But whom does function follow?

Does it follow the people constituting a space?

Or those governing it?

 

Yes, form follows function.

But while utopia wanted new men, capital wants new circuits.

While utopia imagined the future, capital imagines the absolute present.

Is there time today to follow?

 

Yes, form follows function.

But once in place, which one remains?

Which one erodes faster?

Use(r) or (infra)structure?

 

When talking with feld72 I get the impression that public space is at the same time hyper-fragile and one of the most robust continuities of human civilization. This weekend their new museum has opened its doors in Salzburg. Only for one day, though, as it is a nomadic museum: the museum for public space.

 


 

You could find it in the abandoned former Baroque Museum at Mirabellplatz. Once you entered an inconspicuous door next to the place where the Sound of Music tours start, you would not find artworks at first. Rather you would make your way through the extensive documentation of the group’s research on public spaces in Salzburg.

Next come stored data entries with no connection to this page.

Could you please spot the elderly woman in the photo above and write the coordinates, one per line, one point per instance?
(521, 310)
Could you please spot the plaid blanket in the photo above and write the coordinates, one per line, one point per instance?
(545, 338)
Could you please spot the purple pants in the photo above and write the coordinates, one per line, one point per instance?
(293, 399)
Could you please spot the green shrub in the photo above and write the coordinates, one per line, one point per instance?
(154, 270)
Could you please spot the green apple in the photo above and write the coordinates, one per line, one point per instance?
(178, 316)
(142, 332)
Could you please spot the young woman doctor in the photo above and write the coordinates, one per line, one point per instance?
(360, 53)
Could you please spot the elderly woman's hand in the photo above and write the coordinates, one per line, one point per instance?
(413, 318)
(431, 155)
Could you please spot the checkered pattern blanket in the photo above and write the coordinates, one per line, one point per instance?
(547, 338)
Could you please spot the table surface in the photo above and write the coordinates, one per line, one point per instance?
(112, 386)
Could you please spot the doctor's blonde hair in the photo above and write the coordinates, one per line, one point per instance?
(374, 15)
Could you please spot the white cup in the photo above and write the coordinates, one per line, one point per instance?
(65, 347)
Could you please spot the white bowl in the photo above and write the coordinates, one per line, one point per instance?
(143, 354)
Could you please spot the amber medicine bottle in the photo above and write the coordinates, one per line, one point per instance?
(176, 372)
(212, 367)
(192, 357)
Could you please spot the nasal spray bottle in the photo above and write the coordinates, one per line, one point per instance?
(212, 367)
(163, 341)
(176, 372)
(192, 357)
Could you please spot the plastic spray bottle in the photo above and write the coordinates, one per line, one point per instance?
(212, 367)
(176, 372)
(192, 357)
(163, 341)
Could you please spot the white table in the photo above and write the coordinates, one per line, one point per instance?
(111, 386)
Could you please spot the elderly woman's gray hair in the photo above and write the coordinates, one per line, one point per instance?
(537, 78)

On countless photos, texts and maps, you find the story of a Peruvian Mozart mime dressing up for his performance. A Syrian refugee who is sitting everyday at 14:00 at the same spot to wait for his bus after his German class. A Salzburger who avoids the inner city during the day, because of the tourists.

 

 

Their aim of feld72's class was not only to explore the physical public sites of the inner city, but also ‘mental maps’. This is what Michael Obrist calls the actual public space. The protocols, habits and invisible borders that different individuals and groups act out in public. What do people actually do in public? What do they avoid? How do they use what is there? The class collected observations of all kinds through the practice of “extensive hanging out”.

  

These mental maps were documented and became the point of departure for the artistic interventions of the students. Like Mihai Teodorescu’s work Safe that also manifests with a mental map. The artist from Bucharest built a neo-light installation for Königsgässchen, a small obscure alley in the centre that lies aside the main tourist routes. 

 


“It is about different layers of security, of how one perceives it. For me it starts with a nice and cosy feeling generated by the presence of light in an otherwise dark street. It is also about the ‘Western promise’ that everything will be ok as soon as you arrive, all life questions will be answered and the future secured for a longer period of time, different from the day-to-day struggle from back home.”

 

Teodorescu’s work shows that mental maps are subjective and connect places and longings. They are psycho-topographies that show how places are connected through bodies, material and feelings: like the back alley in Salzburg with the ‘Western promise’ of a street in Bucharest.

 

Mental maps are as ephemeral as the artistic interventions of the students. They change with the people that constitute a public space. The interventions of the feld72’s class are thus only momentary manifestations of an invisible cultural and emotional infrastructure that governs how we move through cities as much as physical streets and buildings.